Who is moving on the seams
This project exists for the three gaps no single framework closes. Here is the honest state of movement on each.
- Cross-organization agent identity federation. The foundation is forming, NIST's AI Agent Standards Initiative and the Coalition for Secure AI as venues, and the published NIST work (the NCCoE concept paper, the Agent Standards Initiative) pointing at the cryptographic agent identity it would need. But no one has closed it. Your guarantees still stop at your own front door.
- Chain-of-custody for agent-action logs. Relevant logging and data-governance components exist (Google/DeepMind, Databricks), and the EU AI Act's Article 12 is pushing hard on the logging, but no mapped implementation demonstrates the complete evidentiary chain. The forensic chain-of-custody question, can these logs stand up in an investigation, remains unanswered.
- Securing the security layer itself. The least-built of the three. DeepMind's AI Control work, treating the monitor's own integrity as part of the threat model, is the nearest thing to movement. It is early.
The pattern is the same one the whole project started from: the field is converging on the layers and fragmenting at the seams. The most visible implementation activity is concentrated in the layer-specific controls, and the joins are left open. The seams are still where agents break.

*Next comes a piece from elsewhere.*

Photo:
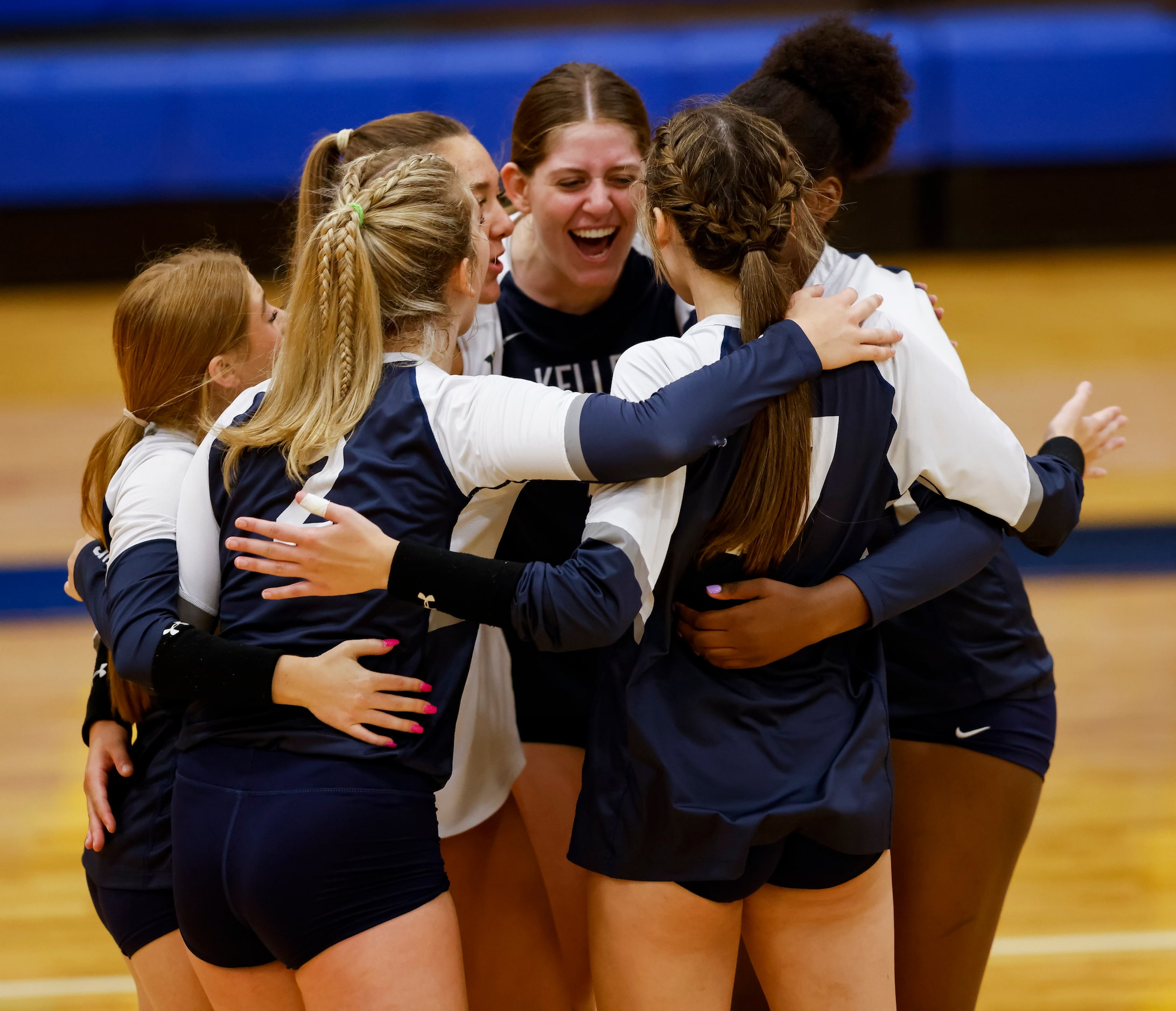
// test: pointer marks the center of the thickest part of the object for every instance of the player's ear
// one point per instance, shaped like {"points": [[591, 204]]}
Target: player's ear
{"points": [[516, 185], [825, 198]]}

See the full corpus, and browse any domain to see exactly which controls have an owner and which do not, at apeiris.ai.
Sources
- Google DeepMind, AI Control Roadmap · Anthropic, Project Glasswing · OpenAI, Preparedness Framework
- Microsoft Agent Governance Toolkit · OpenSSF Model Signing / Sigstore · Databricks DASF v3.0
- NIST AI Agent Standards Initiative · Coalition for Secure AI (CoSAI) · EU AI Act Article 12
- Standards spine: SPIFFE · W3C DID · MCP · A2A v1.0.0 · ISO/IEC 42001
---
How to read this. Apeiris is vendor-neutral and takes no payment for inclusion. A product appears here because it maps to a control in the corpus, not because of any relationship, and nothing here is a recommendation or an endorsement. Where a vendor reports a result, it is presented as that vendor's own claim, not an independent finding. This is a snapshot dated 21 June 2026; this space moves fast and some of it will be out of date quickly. Standards and open specifications come first; commercial positioning second. New entrants are noted as signals of where the field is heading, not as proven choices. And this map undercounts the field, since many relevant companies are early-stage or in stealth and not yet visible here.